Engineering

Why Most Computer-Use Agents Fail, and What Makes One Reliable

The benchmarks tell a confusing story. On OSWorld, the standard test for agents that operate a real computer, the best systems now score around 82% while well-known names sit down at 22 to 38%. Stanford's AI Index shows the field as a whole jumping from 12% to 66% task success in a year. Same technology, wildly different results. The spread is not random, and understanding it tells you almost everything about why some computer-use agents feel magical and others feel like a liability.

Here is what actually separates them.

Pixels versus structure

The first and biggest divide is how an agent perceives the screen.

The naive approach is to take a screenshot, run it through a vision model, and ask "where should I click?" The model returns coordinates, the agent clicks there. This works in demos and falls apart in production, because it is guessing at pixels. The button moved twelve pixels after a window resize? Misclick. The screen is a slightly different resolution than the training data? Misclick. A tooltip is covering the target? Misclick. Vision-only agents are brittle for the same reason a person clicking with their eyes closed after memorizing the layout would be brittle.

The reliable approach reads the screen's actual structure. Every modern operating system exposes an accessibility tree, the same machinery screen readers use, which describes what is on screen as real objects: this is a button, it is labeled "Save", it is here, it is enabled. An agent that reads this tree targets the actual Save button by identity, not by guessing where Save happens to be painted. When the window resizes, the button is still the button. This single architectural choice accounts for a huge share of the benchmark gap. It is also why our own Desktop App reads the accessibility snapshot rather than just screenshotting and hoping.

Screenshots still matter (some things genuinely are visual), but as a supplement, not the primary sense.

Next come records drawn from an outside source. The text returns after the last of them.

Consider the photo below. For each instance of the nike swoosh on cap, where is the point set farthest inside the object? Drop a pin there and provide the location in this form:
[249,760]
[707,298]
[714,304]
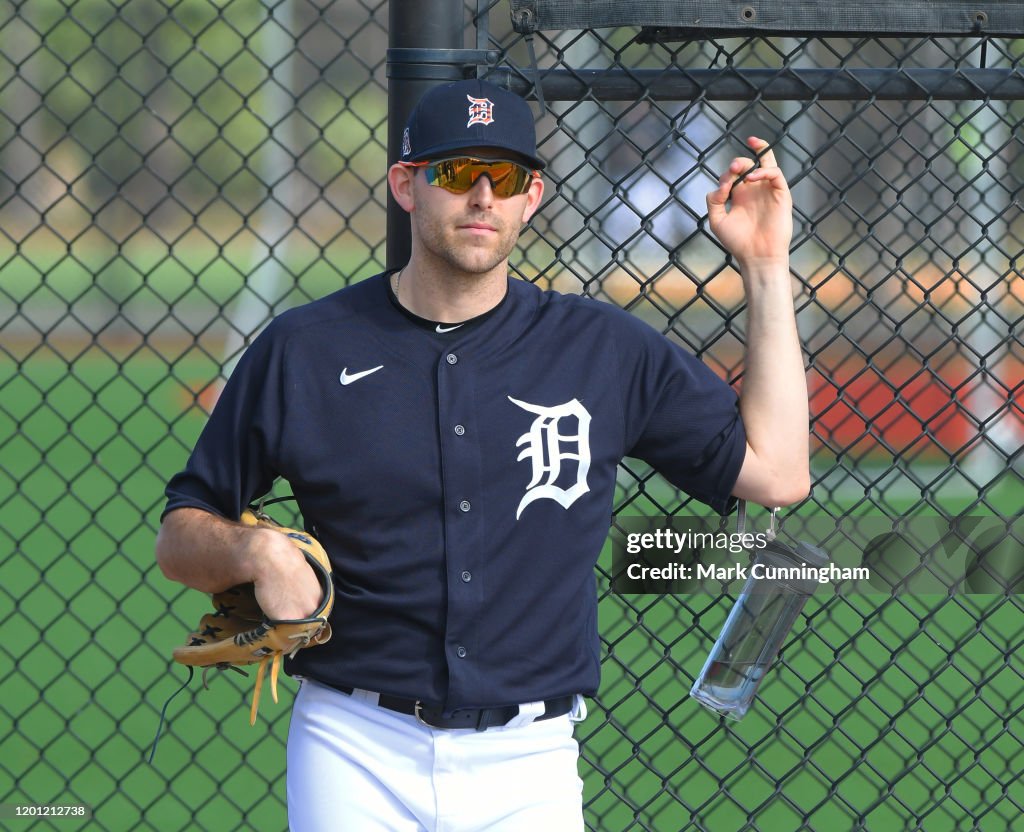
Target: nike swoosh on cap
[348,378]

Brittle scripts versus adaptive planning

The second divide is what the agent does when reality does not match the plan.

A weaker agent effectively records a sequence: click here, type this, click there. It is RPA with an AI coat of paint, and it breaks the moment anything is out of order. A dialog you did not expect pops up, and the agent plows ahead clicking where step three was supposed to be.

A stronger agent re-checks the actual state of the screen before each action and decides the next step from what is really there, not from what it expected. Unexpected dialog? It reads it, deals with it, continues. This is the difference between following directions and actually navigating, and it is why adaptive agents survive the long-tail situations that benchmarks increasingly include and real work is full of.

The 34% is mostly the hard, dangerous part

When an agent scores 66%, it is tempting to round up to "basically works". The skeptics calling computer use overhyped have a point worth taking seriously: the remaining third is not evenly distributed. It clusters around exactly the tasks where a mistake is expensive, the multi-step flows, the irreversible actions, the ambiguous moments where the agent has to make a judgment call. The easy 66% is "rename these files". The hard 34% includes "submit the payment".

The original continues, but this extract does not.